At last, he had shocked her into listening, into the first stages of belief.
But still she fought.
She shook her head in denial. She backed away from him. Backed away as if he were something unclean. “No. That’s a myth.”
Relentlessly, he followed, determined to make her see the truth at last. “More than that, I am one of the Chosen Ones.”
A small rock gave way beneath her foot. She stumbled and sat down hard.
“If the cave claims me, my power is part of it forever,” he said.
Still she shook her head. “That’s impossible. My father didn’t believe in stories about the Abandoned Ones.”
“Didn’t he? Didn’t he really? I think he did. I think he more than believed. I think he was married to one of the Abandoned Ones.”
“What do you mean?” She sprang onto her knees. “What are you saying?”
“You don’t know your maternal grandparents, do you?”

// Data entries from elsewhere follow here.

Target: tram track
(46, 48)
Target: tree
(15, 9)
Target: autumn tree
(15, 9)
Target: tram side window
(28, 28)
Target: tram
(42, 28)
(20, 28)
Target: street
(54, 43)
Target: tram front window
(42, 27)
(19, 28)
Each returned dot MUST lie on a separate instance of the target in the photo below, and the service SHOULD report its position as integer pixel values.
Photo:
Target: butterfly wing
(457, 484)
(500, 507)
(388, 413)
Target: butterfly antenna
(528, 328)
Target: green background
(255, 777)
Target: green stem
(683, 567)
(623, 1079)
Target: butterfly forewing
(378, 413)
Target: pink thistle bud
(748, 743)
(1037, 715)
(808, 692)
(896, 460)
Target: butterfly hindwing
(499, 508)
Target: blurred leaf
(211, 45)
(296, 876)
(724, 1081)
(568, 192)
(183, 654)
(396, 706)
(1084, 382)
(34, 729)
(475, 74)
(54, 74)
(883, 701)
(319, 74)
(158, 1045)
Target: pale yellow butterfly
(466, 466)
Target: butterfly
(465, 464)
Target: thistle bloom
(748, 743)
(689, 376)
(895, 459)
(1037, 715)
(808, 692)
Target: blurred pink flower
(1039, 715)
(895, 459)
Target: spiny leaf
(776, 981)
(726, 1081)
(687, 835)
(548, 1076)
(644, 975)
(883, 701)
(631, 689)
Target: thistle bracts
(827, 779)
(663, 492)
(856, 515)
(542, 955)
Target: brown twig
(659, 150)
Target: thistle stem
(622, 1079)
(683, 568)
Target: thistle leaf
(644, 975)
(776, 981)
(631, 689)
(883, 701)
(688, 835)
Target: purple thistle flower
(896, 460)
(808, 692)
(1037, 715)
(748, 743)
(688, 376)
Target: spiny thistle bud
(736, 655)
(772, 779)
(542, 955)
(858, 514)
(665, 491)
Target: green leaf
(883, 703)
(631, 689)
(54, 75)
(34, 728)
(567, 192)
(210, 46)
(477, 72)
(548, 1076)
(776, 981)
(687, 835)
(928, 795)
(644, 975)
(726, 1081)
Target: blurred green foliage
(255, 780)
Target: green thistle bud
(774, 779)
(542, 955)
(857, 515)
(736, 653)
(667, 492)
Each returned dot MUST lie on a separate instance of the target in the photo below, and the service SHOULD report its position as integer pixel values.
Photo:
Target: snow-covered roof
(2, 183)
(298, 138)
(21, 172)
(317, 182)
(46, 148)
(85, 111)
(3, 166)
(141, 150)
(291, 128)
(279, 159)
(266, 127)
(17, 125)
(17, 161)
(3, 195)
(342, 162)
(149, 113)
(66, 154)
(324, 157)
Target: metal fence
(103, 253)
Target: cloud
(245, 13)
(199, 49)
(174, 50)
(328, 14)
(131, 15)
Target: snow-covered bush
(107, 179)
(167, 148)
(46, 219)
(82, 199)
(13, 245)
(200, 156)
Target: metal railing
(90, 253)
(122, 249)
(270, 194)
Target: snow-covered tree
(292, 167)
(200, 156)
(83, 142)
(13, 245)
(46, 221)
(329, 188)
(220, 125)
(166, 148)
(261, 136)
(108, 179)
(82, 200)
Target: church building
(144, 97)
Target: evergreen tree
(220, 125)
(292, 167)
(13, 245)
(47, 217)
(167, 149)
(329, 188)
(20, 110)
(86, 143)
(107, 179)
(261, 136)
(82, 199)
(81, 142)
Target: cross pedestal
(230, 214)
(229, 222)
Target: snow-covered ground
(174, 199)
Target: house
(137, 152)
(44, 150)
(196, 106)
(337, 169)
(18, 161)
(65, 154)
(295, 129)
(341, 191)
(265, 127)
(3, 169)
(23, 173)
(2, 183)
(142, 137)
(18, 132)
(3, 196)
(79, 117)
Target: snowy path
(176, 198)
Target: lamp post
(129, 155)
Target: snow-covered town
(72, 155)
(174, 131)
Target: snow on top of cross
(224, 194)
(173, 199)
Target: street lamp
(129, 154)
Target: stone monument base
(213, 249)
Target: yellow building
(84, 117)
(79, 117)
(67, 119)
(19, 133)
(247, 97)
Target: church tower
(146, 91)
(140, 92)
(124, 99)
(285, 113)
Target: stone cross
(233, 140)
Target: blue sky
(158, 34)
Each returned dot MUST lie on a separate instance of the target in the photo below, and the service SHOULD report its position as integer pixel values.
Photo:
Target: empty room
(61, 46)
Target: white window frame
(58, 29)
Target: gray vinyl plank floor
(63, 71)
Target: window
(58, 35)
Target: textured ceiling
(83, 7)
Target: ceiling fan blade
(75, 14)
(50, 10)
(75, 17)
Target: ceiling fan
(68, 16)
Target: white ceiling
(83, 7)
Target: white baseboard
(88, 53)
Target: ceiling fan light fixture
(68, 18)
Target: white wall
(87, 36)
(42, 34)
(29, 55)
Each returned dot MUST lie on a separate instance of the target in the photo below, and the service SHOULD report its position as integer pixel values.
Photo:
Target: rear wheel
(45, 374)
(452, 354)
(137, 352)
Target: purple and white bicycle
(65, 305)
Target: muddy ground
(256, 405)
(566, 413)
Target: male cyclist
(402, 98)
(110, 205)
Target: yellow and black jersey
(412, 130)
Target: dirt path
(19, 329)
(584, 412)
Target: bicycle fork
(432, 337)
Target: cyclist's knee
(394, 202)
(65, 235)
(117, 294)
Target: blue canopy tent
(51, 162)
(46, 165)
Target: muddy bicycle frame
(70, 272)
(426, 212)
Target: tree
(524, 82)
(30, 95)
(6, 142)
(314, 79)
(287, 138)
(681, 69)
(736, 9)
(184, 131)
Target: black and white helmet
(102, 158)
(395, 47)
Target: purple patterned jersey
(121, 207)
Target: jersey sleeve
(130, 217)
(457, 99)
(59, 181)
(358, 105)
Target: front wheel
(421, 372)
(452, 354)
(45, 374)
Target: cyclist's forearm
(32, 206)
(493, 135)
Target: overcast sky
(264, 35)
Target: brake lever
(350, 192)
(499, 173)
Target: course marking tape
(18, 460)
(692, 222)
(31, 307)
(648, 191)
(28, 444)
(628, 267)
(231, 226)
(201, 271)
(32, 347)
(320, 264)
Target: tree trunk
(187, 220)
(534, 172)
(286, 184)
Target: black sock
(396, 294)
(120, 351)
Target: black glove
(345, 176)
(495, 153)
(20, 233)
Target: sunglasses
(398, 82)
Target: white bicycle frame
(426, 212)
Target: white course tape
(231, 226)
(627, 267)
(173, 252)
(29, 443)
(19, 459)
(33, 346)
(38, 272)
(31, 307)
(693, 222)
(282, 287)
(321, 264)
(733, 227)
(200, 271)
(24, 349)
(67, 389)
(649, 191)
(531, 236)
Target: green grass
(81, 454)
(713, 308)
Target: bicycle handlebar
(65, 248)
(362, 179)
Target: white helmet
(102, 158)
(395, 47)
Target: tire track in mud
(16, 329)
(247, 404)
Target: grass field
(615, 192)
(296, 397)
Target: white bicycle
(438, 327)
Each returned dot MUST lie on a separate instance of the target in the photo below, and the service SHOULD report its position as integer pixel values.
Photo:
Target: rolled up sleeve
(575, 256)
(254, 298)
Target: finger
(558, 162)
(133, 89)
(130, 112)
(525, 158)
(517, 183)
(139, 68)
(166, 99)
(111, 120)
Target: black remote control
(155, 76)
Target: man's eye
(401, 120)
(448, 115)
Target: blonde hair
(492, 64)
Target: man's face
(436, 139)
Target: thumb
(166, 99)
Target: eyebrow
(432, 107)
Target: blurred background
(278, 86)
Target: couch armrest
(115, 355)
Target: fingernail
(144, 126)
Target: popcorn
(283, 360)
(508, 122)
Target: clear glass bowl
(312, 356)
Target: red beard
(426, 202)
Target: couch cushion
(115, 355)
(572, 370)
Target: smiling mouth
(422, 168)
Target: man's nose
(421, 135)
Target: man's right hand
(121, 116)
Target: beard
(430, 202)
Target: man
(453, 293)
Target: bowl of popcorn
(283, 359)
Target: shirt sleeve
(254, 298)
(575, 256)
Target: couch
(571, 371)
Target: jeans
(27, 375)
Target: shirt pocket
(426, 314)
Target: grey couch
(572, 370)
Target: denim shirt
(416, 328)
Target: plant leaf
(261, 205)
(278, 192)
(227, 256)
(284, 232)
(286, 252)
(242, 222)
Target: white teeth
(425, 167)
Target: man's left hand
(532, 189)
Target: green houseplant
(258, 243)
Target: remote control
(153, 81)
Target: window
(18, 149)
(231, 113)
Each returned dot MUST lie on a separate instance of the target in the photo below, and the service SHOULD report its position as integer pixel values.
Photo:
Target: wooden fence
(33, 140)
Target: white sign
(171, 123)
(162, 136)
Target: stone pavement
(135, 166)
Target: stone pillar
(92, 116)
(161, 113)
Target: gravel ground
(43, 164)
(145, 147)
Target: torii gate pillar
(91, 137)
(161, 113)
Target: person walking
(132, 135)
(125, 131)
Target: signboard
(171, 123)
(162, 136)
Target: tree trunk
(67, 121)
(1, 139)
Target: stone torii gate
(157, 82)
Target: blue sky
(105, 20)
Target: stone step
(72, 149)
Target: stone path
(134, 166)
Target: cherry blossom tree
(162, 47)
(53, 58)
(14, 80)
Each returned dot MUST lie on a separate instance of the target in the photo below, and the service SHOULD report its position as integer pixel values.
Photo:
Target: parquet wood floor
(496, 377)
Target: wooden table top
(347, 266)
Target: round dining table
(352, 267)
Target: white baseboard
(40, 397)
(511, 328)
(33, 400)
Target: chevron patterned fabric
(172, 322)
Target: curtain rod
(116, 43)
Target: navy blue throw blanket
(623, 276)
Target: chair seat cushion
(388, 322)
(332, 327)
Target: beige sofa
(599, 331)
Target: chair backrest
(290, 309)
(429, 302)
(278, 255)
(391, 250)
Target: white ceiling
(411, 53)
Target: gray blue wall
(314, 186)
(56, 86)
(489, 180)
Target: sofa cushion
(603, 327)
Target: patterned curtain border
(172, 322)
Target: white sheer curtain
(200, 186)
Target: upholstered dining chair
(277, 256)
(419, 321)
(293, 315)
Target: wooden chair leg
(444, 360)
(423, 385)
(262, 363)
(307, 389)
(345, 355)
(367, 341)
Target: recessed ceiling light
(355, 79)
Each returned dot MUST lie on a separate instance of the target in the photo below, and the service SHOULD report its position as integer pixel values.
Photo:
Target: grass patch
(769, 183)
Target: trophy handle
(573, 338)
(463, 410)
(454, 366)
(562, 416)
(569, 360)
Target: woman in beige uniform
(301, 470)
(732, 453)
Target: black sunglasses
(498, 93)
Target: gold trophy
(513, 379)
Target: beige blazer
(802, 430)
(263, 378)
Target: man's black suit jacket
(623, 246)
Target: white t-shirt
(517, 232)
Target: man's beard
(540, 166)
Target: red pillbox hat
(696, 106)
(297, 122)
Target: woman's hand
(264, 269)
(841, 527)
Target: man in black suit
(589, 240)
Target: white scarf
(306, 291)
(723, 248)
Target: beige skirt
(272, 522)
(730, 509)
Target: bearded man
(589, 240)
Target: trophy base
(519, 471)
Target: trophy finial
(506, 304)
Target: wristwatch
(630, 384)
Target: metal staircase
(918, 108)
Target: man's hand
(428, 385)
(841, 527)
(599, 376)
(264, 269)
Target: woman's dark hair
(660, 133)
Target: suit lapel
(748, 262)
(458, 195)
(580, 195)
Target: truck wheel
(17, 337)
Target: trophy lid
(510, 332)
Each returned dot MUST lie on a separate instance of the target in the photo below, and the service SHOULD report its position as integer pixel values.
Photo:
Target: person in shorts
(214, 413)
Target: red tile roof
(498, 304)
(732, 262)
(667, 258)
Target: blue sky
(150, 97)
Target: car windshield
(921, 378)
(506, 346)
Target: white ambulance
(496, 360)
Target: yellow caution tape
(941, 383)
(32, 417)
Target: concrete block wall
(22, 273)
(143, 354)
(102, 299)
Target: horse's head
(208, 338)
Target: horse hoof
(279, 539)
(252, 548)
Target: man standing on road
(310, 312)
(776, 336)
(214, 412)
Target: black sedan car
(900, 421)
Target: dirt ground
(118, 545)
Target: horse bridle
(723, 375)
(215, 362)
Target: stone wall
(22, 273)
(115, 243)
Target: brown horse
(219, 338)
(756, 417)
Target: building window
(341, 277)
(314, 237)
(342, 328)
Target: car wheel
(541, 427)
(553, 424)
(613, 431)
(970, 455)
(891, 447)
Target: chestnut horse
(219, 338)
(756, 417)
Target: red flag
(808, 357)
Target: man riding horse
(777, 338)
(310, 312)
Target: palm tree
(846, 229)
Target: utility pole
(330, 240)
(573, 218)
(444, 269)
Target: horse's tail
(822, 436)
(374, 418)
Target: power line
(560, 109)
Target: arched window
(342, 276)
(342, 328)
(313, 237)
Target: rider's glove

“My mother was an orphan. So what?” Rosamund looked up at him, her violet eyes half bewildered, half enraged, on the verge of a revelation she didn’t want to face.
“She had tattoos on her fingers. She didn’t know who her parents were. She was gifted, making leaps in the translation of ancient languages that were almost magical.” Like a sprinter in a race, Aaron crouched on the balls of his feet with his fingers touching the rocky floor. He looked into her eyes. “Her parents abandoned her as my parents abandoned me, and at that moment, she was given a gift . . . the kind of gift that could get her killed.”
“She was
not
one of the Chosen Ones.” Rosamund rose to her feet, and her eyes shone hot beneath her glasses.